Artist: Peggy Connelly
Tune: That Old Black Magic
Peggy Connelly approaches That Old Black Magic with sleek control and a knowing swing. Her crisp phrasing glides across the arrangement, turning the familiar standard into something flirtatious, polished and quietly magnetic.

Artist: Play & Movil Project
Tune: Fabulostik
Play & Movil Project make Fabulostik feel bright, eccentric and proudly larger than life. Its playful vocal attitude and glossy Latin-pop energy make this colorful throwback feel fresh again.

Artist: RAYE
Tune: Beware.. The South London Lover Boy.
RAYE turns Beware.. The South London Lover Boy. into a theatrical character study filled with humor, temptation and danger. Her expressive vocal shifts effortlessly through the song’s jazz-pop drama while warning listeners about an irresistible romantic troublemaker.

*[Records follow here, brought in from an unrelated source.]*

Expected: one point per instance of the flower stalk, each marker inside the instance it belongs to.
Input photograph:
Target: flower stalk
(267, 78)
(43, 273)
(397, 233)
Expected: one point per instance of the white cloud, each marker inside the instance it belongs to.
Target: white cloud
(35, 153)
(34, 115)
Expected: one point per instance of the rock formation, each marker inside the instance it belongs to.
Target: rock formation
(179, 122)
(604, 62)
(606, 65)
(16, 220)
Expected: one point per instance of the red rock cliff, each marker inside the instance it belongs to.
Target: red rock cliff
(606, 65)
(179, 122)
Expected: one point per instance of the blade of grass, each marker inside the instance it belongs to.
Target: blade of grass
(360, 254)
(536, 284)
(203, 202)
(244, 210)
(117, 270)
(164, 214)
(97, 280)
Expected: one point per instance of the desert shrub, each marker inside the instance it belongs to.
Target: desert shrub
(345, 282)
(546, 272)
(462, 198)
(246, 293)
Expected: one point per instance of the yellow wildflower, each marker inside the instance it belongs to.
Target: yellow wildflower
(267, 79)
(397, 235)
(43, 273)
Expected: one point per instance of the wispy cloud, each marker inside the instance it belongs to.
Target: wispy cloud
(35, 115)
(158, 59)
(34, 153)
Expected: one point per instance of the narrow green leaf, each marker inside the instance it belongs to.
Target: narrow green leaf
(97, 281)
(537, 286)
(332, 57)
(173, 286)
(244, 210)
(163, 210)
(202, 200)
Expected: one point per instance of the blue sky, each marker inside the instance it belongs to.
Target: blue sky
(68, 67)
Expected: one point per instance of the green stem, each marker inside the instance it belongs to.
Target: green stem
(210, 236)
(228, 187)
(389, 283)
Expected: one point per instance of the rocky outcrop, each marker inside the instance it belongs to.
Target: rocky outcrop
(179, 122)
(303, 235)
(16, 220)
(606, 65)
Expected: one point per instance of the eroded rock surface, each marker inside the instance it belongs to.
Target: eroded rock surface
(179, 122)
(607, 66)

Artist: RAYE, Amma & Absolutely
Tune: Joy
RAYE joins sisters Amma and Absolutely for the communal uplift of Joy. Their voices build into warm, gospel-inflected harmonies, turning perseverance and hope into a clap-along declaration made to be sung together.

Artist: Opus Kink
Tune: Come Over, Do Me Wrong
Opus Kink close the playlist with the gloriously unruly Come Over, Do Me Wrong. Swaggering vocals, charging guitars and a blast of brass capture the seductive pull of knowing a relationship is doomed and running toward it anyway.